Appformer: A Novel Framework for Mobile App Usage Prediction Leveraging Progressive Multi-Modal Data Fusion and Feature Extraction
Chuike Sun, Junzhou Chen, Yue Zhao, Hao Han, Ruihai Jing, Guang Tan, Di Wu
TL;DR
Appformer tackles mobile app usage prediction by fusing multi-modal data with a progressive fusion scheme and extracting temporal features via a Transformer-like encoder–decoder. It introduces a privacy-conscious preprocessing pipeline, a Cross-Modal Data Fusion Module, and a time-augmented feature extraction strategy, augmented by POI clustering with K-Modes.
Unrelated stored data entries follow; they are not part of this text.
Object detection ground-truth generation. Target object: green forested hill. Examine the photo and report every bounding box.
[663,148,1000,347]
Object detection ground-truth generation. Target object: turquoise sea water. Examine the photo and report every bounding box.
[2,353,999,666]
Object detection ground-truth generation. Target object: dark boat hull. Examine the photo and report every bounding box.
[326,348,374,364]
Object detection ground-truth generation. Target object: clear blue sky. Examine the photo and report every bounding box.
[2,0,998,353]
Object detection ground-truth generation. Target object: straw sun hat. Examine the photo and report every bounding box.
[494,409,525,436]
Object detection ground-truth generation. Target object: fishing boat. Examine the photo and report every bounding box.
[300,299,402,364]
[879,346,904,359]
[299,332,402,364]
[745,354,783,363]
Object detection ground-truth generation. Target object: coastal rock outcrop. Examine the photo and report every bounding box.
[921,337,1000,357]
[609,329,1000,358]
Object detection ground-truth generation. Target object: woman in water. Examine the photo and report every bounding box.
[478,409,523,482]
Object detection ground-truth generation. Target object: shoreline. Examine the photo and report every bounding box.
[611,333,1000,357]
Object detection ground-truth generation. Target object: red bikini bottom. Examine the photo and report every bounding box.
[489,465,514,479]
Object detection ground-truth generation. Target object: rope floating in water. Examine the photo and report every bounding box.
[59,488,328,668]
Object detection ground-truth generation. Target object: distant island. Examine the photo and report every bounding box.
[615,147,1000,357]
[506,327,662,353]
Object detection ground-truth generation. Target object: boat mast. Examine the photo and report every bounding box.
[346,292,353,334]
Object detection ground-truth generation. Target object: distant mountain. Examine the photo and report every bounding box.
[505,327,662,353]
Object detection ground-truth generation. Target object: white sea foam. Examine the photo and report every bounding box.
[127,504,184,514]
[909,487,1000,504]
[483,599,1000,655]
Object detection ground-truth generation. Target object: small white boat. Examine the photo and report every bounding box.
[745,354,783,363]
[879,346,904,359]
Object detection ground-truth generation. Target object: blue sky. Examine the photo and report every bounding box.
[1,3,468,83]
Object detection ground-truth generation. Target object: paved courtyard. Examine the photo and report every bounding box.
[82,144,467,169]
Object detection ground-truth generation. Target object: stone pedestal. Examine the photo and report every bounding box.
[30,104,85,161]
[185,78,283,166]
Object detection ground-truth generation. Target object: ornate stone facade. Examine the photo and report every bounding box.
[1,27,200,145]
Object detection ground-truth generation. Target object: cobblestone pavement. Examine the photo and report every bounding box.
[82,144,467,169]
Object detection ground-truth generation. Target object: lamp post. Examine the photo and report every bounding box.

Through extensive experiments on PAULCI and DUGN benchmarks, it achieves state-of-the-art results and validates the contribution of each module via ablations, time encoding improvements, and POI clustering analyses. The work advances practical personalized app recommendations by offering a modular, scalable framework capable of integrating diverse signals while maintaining user privacy and enabling future architectural enhancements.
Abstract
This article presents Appformer, a novel mobile application prediction framework inspired by the efficiency of Transformer-like architectures in processing sequential data through self-attention mechanisms. Combining a Multi-Modal Data Progressive Fusion Module with a sophisticated Feature Extraction Module, Appformer leverages the synergies of multi-modal data fusion and data mining techniques while maintaining user privacy. The framework employs Points of Interest (POIs) associated with base stations, optimizing them through comprehensive comparative experiments to identify the most effective clustering method. These refined inputs are seamlessly integrated into the initial phases of cross-modal data fusion, where temporal units are encoded via word embeddings and subsequently merged in later stages. The Feature Extraction Module, employing Transformer-like architectures specialized for time series analysis, adeptly distils comprehensive features. It meticulously fine-tunes the outputs from the fusion module, facilitating the extraction of high-calibre, multi-modal features, thus guaranteeing a robust and efficient extraction process. Extensive experimental validation confirms Appformer's effectiveness, attaining state-of-the-art (SOTA) metrics in mobile app usage prediction, thereby signifying a notable progression in this field.